Resistance at the provincial level?
Having followed the case from the very beginning, ENV appreciates the strong commitment shown by the Central Government in addressing the case. Over 10 correspondences including communications from the Communist Party Office, National Assembly Office and Delegates, President’s Office, Supreme Court, Government Office, Ministry of Natural Resources and Environment, and Ministry of Agriculture and Rural Development were sent to the Khanh Hoa authorities. The Supreme Procuracy and Ministry of Public Security instructed authorities in Khanh Hoa to prosecute the case according to Article 190 of the Penal Code. According to Lawyer Tran Thi Ngan, CEO of Legal Associates Hanoi Law Firm, “The marine turtle case in Khanh Hoa is not a complicated case since evidence along with Hai’s (Cuong’s brother) testimony show that he traded in marine turtles. Identification results show that the species confiscated are included in the list of endangered, precious, and rare species prioritized for protection issued with Decree 160”. She adds, “Mr. Hai should have been prosecuted immediately after authorities received the identification results.”
ENV’s position on dealing with major wildlife traffickers
Strict enforcement and punishment is the key to eradicating the criminal networks that trade marine turtles and other protected wildlife species. Arresting and prosecuting drivers and middlemen without tackling the heads of these networks is not good enough. Hoang Tuan Hai must be prosecuted, but so must Hoang Manh Cuong, who is believed to be the real kingpin of the marine turtle trade. In the February 20th, 2014 Directive 03/CT-TTg, the Prime Minister clearly stated Vietnam’s intent to act against organized criminals trading in endangered wildlife.

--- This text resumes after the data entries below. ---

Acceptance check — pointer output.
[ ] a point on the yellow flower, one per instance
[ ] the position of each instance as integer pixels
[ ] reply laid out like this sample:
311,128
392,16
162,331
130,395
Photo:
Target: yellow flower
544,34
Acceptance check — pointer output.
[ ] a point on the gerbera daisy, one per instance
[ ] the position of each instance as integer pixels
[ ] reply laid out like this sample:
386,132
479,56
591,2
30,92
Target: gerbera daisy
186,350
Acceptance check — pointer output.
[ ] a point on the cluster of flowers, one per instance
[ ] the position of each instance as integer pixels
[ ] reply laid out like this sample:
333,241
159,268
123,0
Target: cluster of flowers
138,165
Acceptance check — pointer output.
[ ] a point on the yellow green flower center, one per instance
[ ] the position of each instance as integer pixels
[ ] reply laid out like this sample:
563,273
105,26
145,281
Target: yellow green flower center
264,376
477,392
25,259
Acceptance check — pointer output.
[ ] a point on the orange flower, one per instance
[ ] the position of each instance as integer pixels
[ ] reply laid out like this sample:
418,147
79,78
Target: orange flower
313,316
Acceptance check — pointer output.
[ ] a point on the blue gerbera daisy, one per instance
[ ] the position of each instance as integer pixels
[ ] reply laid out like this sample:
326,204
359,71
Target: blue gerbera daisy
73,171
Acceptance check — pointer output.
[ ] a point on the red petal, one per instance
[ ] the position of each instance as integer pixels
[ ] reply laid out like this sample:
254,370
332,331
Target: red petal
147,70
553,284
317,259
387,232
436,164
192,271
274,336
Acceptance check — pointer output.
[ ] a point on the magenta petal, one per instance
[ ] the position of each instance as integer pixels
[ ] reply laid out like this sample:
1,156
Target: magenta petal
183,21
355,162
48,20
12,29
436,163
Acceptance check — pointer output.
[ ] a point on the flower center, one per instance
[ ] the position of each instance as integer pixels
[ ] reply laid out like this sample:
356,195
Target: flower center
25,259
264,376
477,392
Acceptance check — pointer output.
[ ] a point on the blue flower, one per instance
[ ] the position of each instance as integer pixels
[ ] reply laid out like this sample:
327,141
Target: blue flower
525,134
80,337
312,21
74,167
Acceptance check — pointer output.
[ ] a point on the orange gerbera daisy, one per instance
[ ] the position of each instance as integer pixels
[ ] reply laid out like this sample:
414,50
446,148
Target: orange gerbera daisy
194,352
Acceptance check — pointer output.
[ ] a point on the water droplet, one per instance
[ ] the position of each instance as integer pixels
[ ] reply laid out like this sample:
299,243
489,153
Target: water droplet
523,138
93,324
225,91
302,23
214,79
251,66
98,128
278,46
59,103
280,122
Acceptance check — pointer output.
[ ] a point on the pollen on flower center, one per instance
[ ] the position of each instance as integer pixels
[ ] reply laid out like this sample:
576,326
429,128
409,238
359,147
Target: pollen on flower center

The question is whether Khanh Hoa authorities will set an example for all of us to be proud of, or let this opportunity slip through their fingers and send a clear message to Vietnam’s top wildlife traffickers and kingpins that they are beyond the reach of the law. The crime that most damages endangered species isn’t hunting or consumption, but indifference on the part of authorities in applying laws that were passed to protect wildlife. ENV hopes that authorities will give marine turtles the protection that they need and deserve.